Maestro dan Sutradara Teater Koma, Nano Riantiarno Telah Pergi
Sutradara Teater Koma, sekaligus salah satu maestro teater modern di Indonesia itu, akan dimakamkan hari Sabtu, 21 Januari 2023 di Taman Makam Giri Tama, Tonjong, Bogor
Lombokjournal.com ~ Nobertus (Nano) Riantiarno, salah satu maestro teater Indonesia dan Sutradara Tetar Koma Jakarta, meninggal dunia pada hari Jum’at (20/01/23) pukul 06.58 WIB.di usia 73 tahun (kelahiran Cirebon, 6 Juni 1949).
Sempat dioperasi tumor bagian paha, diketahui ada cairan yang menyebar di bagian paru-paru. Setelah hampir 3 pekan dirawat, pihak keluarga akhirnya memutuskan untuk menjalani rawat jalan sejak akhir pekan ini.
BACA JUGA: Wayang Sasak Akan Tampil di Kampus Ternama Malaysia
Nano Riantiarno pernah mengenyam pendidikan di Akademi Teater Nasional Indonesia (ATNI) Jakarta dan bergabung dengan Teguh Karya serta Teater Populer.
Jenazah Nano saat ini masih berada di rumah duka, di Sanggar Teater Koma, Jalan Cempaka Raya 15, Bintaro, Jakarta Selatan.

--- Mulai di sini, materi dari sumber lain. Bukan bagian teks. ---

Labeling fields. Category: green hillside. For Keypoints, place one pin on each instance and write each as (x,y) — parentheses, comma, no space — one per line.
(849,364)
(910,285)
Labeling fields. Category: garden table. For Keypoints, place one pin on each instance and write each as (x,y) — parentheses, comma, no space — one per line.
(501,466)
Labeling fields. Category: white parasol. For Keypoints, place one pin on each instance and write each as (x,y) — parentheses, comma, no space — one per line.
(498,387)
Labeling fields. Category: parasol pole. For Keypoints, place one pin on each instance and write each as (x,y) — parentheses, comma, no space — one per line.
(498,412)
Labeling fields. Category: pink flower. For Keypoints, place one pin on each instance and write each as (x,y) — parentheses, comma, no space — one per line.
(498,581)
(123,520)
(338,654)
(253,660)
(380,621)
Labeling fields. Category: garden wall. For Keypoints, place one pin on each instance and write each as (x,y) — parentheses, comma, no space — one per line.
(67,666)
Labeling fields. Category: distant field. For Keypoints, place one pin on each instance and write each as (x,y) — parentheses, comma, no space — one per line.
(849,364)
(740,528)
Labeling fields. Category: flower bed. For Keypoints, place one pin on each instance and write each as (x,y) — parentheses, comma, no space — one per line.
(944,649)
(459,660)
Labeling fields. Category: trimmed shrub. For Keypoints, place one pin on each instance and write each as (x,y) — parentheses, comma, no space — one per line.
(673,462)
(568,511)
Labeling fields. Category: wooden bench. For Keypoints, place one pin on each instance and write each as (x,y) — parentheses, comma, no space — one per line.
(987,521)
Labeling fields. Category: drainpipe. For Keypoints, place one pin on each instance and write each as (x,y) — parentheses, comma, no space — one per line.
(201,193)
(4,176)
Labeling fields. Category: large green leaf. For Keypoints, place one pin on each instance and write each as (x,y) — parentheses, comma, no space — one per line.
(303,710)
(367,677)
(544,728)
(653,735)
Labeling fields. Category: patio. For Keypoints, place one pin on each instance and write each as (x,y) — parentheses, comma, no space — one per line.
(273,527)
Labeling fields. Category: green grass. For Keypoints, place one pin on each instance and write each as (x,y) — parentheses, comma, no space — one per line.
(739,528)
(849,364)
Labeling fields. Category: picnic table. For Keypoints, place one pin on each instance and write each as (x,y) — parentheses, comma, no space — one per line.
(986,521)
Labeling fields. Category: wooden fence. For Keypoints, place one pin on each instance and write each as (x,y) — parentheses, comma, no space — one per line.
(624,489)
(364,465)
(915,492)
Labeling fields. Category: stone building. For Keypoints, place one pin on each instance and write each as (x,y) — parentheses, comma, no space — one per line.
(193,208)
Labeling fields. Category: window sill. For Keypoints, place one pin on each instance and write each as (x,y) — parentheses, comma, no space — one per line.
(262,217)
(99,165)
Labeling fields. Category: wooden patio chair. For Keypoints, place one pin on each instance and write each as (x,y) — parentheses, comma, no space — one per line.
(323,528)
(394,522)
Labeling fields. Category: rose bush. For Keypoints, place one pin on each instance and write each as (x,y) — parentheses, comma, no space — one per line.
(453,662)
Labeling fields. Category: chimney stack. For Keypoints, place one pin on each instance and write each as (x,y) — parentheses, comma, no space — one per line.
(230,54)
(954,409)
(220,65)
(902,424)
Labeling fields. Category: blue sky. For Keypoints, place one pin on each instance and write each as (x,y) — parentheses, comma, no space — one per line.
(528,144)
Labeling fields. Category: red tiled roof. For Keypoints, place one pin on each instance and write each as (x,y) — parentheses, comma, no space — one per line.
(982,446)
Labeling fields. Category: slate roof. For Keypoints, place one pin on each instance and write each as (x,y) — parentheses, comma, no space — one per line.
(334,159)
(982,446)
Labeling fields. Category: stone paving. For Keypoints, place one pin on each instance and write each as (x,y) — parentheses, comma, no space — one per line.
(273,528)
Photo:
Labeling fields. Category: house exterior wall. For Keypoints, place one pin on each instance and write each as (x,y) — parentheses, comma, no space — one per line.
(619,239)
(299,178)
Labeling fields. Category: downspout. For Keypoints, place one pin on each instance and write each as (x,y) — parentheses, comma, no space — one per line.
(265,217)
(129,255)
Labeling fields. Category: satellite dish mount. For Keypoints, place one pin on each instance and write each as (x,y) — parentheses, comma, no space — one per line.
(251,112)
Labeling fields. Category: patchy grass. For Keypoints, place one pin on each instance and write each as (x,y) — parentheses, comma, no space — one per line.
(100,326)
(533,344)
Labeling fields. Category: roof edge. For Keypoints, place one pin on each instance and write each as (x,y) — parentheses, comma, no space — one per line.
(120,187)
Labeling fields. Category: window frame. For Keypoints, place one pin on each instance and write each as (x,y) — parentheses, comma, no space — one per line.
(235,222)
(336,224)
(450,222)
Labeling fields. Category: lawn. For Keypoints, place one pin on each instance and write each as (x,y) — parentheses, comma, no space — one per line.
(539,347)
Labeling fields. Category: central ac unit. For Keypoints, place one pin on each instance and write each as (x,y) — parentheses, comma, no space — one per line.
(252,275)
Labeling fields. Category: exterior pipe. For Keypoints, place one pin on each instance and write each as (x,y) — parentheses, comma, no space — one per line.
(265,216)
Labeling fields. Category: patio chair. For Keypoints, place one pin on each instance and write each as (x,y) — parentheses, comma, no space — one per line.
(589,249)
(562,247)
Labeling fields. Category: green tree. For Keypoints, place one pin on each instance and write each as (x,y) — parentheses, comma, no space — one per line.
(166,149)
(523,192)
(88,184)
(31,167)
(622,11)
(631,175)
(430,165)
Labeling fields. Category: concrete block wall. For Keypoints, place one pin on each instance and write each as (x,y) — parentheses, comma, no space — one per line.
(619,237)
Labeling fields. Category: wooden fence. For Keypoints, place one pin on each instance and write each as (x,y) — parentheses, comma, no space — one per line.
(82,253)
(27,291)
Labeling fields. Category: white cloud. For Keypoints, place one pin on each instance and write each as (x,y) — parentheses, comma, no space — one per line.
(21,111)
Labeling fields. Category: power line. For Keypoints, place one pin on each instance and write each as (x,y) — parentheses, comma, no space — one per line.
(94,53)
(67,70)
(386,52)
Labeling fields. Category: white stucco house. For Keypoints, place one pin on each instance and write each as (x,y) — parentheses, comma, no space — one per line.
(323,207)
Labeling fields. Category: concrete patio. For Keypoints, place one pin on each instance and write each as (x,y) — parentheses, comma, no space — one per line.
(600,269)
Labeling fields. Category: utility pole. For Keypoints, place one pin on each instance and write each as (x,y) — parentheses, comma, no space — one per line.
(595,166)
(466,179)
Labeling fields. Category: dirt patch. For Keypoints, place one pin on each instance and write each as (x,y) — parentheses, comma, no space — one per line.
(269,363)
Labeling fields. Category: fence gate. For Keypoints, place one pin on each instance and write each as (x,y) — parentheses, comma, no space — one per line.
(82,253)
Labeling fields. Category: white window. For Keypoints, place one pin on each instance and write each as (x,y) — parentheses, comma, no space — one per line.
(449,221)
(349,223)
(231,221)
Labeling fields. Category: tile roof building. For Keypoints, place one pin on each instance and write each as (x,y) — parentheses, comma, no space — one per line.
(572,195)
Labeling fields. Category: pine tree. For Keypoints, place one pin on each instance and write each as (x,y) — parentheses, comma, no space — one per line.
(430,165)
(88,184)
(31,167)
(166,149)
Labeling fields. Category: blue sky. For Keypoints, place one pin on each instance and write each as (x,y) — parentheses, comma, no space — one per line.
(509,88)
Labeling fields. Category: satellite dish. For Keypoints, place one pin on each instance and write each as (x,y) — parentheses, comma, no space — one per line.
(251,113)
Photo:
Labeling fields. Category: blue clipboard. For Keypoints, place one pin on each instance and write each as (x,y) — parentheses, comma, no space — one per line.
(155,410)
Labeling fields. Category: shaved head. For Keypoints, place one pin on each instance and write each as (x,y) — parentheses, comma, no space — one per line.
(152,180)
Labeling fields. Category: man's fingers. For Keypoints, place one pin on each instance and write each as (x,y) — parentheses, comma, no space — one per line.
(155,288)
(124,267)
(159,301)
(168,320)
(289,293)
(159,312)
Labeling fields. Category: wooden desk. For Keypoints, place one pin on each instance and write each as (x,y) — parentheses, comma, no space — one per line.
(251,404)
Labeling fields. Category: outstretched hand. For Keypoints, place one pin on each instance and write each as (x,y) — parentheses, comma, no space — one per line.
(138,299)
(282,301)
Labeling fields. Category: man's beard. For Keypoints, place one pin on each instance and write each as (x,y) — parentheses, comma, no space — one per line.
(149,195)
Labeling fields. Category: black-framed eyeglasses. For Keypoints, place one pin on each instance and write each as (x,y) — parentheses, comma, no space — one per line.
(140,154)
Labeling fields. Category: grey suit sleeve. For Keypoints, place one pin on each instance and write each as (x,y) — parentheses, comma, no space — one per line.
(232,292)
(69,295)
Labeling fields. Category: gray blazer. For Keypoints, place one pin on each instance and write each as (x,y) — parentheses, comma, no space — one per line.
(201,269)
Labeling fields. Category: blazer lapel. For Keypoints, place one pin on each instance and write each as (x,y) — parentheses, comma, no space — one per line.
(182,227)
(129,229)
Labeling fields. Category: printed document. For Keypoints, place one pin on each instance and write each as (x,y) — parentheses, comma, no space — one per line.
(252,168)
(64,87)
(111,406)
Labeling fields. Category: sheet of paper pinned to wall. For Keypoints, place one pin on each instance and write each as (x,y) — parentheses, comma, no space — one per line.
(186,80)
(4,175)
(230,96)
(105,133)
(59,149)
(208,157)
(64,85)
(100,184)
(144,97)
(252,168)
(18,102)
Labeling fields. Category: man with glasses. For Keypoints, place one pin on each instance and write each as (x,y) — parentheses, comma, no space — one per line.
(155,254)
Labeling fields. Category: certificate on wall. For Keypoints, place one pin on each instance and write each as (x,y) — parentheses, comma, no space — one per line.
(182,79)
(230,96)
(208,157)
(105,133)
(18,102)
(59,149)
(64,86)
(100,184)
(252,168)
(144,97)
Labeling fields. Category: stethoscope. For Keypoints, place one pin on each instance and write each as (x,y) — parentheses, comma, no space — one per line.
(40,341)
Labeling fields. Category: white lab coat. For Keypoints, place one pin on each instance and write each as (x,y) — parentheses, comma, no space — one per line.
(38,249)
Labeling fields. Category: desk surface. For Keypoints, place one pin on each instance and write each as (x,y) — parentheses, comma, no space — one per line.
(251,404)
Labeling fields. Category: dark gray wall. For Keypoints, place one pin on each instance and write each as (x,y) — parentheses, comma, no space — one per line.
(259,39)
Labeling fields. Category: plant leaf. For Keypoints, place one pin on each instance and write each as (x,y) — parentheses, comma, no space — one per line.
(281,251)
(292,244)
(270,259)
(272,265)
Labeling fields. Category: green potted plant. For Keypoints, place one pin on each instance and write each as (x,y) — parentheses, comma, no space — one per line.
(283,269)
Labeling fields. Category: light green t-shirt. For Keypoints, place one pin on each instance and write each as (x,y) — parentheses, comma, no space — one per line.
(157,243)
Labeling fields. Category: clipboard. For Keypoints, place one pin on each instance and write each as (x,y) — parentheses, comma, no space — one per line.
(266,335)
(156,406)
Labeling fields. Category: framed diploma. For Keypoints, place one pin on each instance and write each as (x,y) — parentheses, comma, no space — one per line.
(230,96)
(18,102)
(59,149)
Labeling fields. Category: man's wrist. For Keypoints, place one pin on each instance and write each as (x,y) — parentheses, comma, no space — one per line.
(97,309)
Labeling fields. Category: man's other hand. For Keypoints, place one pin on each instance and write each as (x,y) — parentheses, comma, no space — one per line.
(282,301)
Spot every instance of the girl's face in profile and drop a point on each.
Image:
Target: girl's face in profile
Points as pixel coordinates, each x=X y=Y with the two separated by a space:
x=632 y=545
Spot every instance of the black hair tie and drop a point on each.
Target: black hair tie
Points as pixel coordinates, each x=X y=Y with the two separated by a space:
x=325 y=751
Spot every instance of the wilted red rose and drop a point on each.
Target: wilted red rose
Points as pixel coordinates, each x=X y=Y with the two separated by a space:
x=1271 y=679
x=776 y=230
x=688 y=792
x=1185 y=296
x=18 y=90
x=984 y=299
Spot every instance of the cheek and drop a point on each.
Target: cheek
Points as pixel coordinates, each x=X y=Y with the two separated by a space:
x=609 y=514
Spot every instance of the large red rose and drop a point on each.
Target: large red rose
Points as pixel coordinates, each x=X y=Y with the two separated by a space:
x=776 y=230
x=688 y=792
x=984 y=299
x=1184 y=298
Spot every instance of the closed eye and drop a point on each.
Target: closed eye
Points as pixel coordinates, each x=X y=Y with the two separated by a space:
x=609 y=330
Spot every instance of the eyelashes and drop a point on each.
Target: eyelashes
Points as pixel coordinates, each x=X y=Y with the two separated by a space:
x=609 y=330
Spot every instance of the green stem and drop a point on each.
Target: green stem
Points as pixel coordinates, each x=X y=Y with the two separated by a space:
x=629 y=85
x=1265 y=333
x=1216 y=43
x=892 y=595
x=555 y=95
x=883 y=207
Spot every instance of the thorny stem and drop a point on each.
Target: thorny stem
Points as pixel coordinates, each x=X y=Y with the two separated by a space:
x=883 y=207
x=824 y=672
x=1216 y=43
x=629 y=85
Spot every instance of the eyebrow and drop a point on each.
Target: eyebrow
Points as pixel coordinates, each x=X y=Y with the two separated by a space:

Ia meninggalkan seorang istri, Ratna Riantiarno, dan beberapa putra-putrinya. Salah seorang putranya, Rangga Riantiarno meneruskan bakat ayahnya, dan sudah beberapa kali menyutradarai produksi Teater Koma.
Pemakaman Nano akan dilakukan pada hari Sabtu, 21 Januari 2023 sebelum tengah hari, di Taman Makam Giri Tama, Tonjong, Bogor.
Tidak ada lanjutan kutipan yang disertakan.